The Quarry Girls(75)



“Mom?” I murmured, stepping into the room the nurse had directed me to. It was on a regular floor, not the psych ward. That floor must have been full.

This was one of the larger rooms she’d been in. It housed four beds. The two nearest the door had privacy curtains drawn around them. The two by the window had their curtains open, and one of those beds was occupied. I gave a weak smile to the elderly woman reclining in it.

She waved her hand toward the two curtained beds. “One on your left is an old woman, like me, and on the right is a lovely young lady, if that helps,” she said. She didn’t have any visible bandages, no machines hooked up to her, but she could have been there for the same reason as Mom, waiting to be moved to the appropriate section of the hospital.

“Thanks.” I lifted a corner of the curtain she’d indicated, still tentative.

“Heather,” Mom said, her face lighting up when she saw me. “Help me raise my bed.”

I let the curtain drop behind me and reached for the crank, an old hand at adjusting hospital beds. I turned it until Mom said to stop.

“How do I look?” she asked.

Only a few inches of natural light leaked in over the top of the curtain. Her cold bedside lamp sharpened her features, sank her eyes into her skull.

“You look pretty, Mom.”

She fluffed her curls from the bottom. Her hands were trembling so much it looked like she was waving at herself. “Your father sent over my makeup bag, but he forgot my favorite lipstick. Will you bring it when you come back?”

“Yep,” I said, focusing on her eyes, hoping my face reflected calm. “Do you know how long you’re staying this time?”

“Your father would like me to relax and not worry about that.” The wobbling in her hands reached her mouth. She tapped her own lips, like she was shushing a small child.

My nerves jangled. I shouldn’t have come here. What was I thinking, needing my mom? I knew better.

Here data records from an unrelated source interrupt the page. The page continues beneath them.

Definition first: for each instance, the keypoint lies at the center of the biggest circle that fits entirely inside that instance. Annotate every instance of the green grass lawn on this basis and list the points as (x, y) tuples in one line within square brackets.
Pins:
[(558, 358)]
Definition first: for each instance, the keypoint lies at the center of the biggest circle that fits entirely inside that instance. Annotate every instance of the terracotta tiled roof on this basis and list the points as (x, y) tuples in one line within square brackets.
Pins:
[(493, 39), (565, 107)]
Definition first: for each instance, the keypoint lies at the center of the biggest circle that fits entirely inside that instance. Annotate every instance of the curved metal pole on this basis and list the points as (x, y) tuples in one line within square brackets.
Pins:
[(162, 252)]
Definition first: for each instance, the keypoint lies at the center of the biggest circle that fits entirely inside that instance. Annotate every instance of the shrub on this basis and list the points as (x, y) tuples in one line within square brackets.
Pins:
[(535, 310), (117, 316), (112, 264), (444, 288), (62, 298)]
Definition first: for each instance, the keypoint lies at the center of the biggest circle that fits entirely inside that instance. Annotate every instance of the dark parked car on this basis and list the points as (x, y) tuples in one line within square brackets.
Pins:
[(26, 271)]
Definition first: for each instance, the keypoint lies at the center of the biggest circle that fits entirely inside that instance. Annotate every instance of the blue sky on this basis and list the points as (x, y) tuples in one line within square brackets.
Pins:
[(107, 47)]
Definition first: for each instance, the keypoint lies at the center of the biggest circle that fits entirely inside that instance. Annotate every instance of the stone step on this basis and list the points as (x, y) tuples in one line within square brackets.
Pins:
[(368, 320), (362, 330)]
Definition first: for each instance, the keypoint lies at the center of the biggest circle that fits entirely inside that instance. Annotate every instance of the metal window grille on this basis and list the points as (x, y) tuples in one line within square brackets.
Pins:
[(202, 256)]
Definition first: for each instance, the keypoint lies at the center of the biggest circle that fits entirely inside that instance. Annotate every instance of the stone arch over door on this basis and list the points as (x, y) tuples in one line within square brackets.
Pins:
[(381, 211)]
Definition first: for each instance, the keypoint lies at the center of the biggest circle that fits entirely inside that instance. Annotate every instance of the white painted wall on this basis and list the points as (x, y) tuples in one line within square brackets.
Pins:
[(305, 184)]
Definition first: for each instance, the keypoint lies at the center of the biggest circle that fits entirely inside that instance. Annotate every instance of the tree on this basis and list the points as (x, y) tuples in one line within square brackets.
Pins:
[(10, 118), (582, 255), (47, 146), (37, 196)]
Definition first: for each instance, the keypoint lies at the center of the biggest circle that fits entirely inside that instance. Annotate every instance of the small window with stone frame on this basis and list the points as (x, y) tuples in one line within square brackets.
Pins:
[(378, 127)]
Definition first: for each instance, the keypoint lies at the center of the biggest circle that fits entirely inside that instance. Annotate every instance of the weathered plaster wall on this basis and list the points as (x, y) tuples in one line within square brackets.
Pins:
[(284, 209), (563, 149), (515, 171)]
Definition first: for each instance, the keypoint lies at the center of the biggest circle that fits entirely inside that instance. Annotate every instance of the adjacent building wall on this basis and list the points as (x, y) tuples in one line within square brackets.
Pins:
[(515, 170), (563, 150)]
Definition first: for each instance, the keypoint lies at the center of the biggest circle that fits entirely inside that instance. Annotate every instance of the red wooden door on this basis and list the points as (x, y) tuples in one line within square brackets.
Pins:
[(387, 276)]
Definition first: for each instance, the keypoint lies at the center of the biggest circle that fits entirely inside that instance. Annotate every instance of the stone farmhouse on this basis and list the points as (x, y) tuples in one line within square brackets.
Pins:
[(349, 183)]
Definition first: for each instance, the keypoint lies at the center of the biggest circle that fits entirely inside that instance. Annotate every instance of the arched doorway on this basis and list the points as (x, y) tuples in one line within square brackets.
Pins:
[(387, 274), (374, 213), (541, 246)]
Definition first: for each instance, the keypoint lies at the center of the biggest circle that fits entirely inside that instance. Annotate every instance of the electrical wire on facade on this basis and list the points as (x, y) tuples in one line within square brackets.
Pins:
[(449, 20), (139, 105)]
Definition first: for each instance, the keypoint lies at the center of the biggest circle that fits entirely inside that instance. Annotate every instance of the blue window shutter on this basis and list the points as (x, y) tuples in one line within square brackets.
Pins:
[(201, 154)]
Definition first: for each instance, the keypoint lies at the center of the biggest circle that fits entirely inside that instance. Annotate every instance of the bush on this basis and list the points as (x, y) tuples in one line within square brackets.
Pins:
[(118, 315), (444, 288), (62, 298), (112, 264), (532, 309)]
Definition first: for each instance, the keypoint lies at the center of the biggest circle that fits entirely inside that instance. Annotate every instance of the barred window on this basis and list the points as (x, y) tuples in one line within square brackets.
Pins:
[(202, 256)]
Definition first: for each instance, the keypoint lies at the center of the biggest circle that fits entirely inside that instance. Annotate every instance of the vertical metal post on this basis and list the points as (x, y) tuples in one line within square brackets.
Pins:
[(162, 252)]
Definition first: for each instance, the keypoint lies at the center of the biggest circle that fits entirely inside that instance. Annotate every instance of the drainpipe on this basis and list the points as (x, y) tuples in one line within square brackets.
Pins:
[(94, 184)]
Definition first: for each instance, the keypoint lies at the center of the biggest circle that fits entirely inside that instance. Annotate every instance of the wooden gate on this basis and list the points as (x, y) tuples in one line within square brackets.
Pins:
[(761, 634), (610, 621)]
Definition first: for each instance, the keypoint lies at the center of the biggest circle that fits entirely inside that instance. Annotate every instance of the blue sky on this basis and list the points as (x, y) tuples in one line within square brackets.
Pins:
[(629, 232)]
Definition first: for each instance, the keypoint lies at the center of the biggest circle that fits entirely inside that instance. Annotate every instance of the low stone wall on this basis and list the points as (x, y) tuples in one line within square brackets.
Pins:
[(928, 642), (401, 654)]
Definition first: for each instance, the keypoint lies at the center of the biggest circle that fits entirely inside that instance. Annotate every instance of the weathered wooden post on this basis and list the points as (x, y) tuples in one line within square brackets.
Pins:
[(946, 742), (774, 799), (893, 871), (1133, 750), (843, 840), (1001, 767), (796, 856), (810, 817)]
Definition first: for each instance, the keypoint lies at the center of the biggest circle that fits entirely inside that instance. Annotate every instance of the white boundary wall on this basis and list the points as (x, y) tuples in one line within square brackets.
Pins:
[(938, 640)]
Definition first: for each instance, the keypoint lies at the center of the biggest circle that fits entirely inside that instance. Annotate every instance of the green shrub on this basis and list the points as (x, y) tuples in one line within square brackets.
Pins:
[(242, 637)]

I knew better. “Should I get the nurse?”

“You’ve always been such a worrier!” she said, her laugh high and tinny. “Hurry worry, don’t get blurry! If you keep worrying, you’ll get wrinkles early, and then no man will want you. How’s that sound?”

I was kneading the thick cotton curtain behind my back, mouth dry. I’d seen her like this at home before, like she had all the energy in the world but was tied in place. A trip to the hospital had always cured that, always brought her back to earth.

“Be kind to your father while I’m here, won’t you?” she asked. “It’s been so hard on him, losing me to you girls. That’s what happens when you have children. They become your world. Remember that!”

If I left for the nurse, Mom might get angry. I’d seen that happen before, too. This specific mood was terrible, though, even worse than the crying spells. I rubbed the necklace at my throat. “Mom—”

“Oh! Look at your pretty bauble. Is that a copper heart? Did a boy buy you that?”

I swallowed loudly. “Claude gave it to me.”

“He’s a sweet boy, that Claude. You could do worse. The necklace is lovely. I adore copper. Do you remember that piece I got your father?”

I started to shake my head, but suddenly, I froze, my blood replaced by ice water.

I didn’t want her to keep going. I didn’t want her to finish the story.

“I saved up my pin money for weeks to buy it for him. Weeks.” She laughed again. It sounded like a string of empty metal cans clattering in the wind. “We practically lived on burger and noodles, but I knew the sacrifice would be worth it as soon as he saw the gift.”

I opened my mouth to yell stop, but nothing came out.

“He about wore it out, at first. Said it reminded him of being young. But then I guess he got old and stuffy! Squirreled it away somewhere. Do you remember it? You were just a little girl, but your father never wore jewelry other than that, so it might have snagged in your memory.”

I lurched forward, my hand stretched out to silence her, but it was too late, forever too late.

“I guess the lesson learned is never buy your father a copper ID bracelet.”





CHAPTER 46


Strobe lights.

A row of three men.

Flashes of brightness then darkness scissoring them, illuminating only their waists to their knees, that same light slicing my chest, lighting up the TAFT patch sewn into the borrowed fatigues.

Elvis, singing.

Well, that’s all right, mama, that’s all right for you.

A girl on her knees, her head at the waist of the middle man.

That’s all right, mama, just anyway you do.

Her hair long and blonde.

Flash. Strobe.

With green streaks.

The hand at the back of her neck pressing her face into his crotch. He was wearing a copper-colored bracelet that I recognized.

No no no no no

My dad.

It had been my dad.

My dad.

It had been my dad.

That litany cycled through my head as I biked away from the hospital. I didn’t know how I managed to pedal, how I kept my balance. I’d been shot in the gut, my intestines turned into a slurry, the wound so gruesome that I couldn’t look down, but I felt it.

Oh, I felt it.

My dad. It had been my dad. My dad. It had been my dad.